Paper Reading 2
- Distractor Mechanism
- External Information Attention
- Pointer Copy Network PGNet
- Extractive Summary Based on RNN
- Transformer
- Selection gate mechanism
Distraction-Based Neural Networks for Document Summarization
Not only using attention mechanisms but also attention dispersion mechanisms to better capture the overall meaning of the document. Experiments have shown that this mechanism is particularly effective when the input is long text.
Introducing a control layer between the encoder and decoder to achieve attention concentration and attention dispersion, using two layers of GRU:
\[ s_t = GRU _1 (s_t^{temp},c_t) \\ s_t^{temp} = GRU _2 (s_{t-1},e(y_{t-1})) \\ \]
This control layer captures the connection between \(s_t^{'}\) and \(c_t\) , where the former encodes the current and previous output information, and the latter encodes the current input that has been processed through attention focusing and attention dispersion, while \(e(y_{t-1})\) is the embedding of the previous input.
Three Attention Diversion Models
M1: Calculate c_t for the control layer, distribute it over the inputs, where c_t is the context c_t^{temp} encoded by a standard attention mechanism, obtained by subtracting the historical context, similar to a coverage mechanism
\[ c_t = tanh (W_c c_t^{temp} - U_c \sum _{j=1}^{t-1} c_j) \\ c_t^{temp} = \sum _{i=1}^{T_x} \alpha _{t,i} h_i \\ \]

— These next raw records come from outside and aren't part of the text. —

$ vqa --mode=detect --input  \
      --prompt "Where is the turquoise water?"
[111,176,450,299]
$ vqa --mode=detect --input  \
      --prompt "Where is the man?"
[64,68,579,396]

M2: Distribute the attention weights, similarly, subtract the historical attention and then normalize
\[ \alpha _{t,i}^{temp} = v_{\alpha}^T tanh(W_a s_t^{temp} + U_a h_i - b_a \sum _{j=1}^{t-1}\alpha _{j,i}) \\ \alpha _{t,i} = \frac {exp(\alpha _{t,i}^{temp})}{\sum _{j=1}^{T_x} exp(\alpha _{t,j}^{temp})} \\ \]

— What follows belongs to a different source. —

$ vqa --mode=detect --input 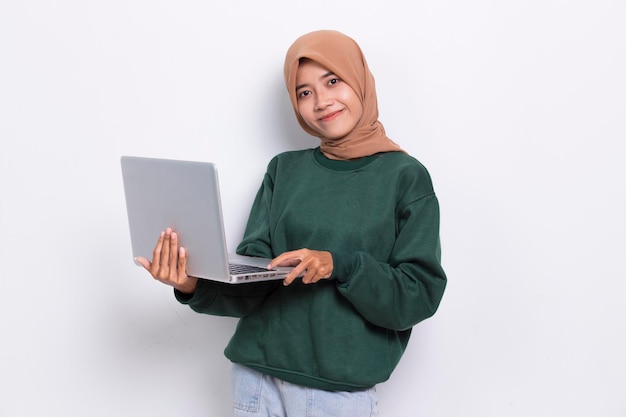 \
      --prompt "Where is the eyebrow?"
[296,71,335,91]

M3: Perform dispersion at the decoding end, calculate the distances between the current \(c_t\) , \(s_t\) , \(\alpha _t\) , and the historical \(c_t\) , \(s_t\) , \(\alpha _t\) , and output the probabilities together as the scores relied on during the 束 search during decoding.
\[ d_{\alpha , t} = \min KL(\alpha _t , \alpha _i) \\ d_{c , t} = \max cosine(c _t , c _i) \\ d_{s , t} = \max cosine(s _t , s _i) \\ \]
Document Modeling with External Attention for Sentence Extraction
- A retrieval-based summarization model was constructed, consisting of a hierarchical document encoder and an extractor based on external information attention. In the summarization task, the external information is image captions and document titles.
- By implicitly estimating the local and global relevance of each sentence to the document and explicitly considering external information, it determines whether each sentence should be included in the abstract.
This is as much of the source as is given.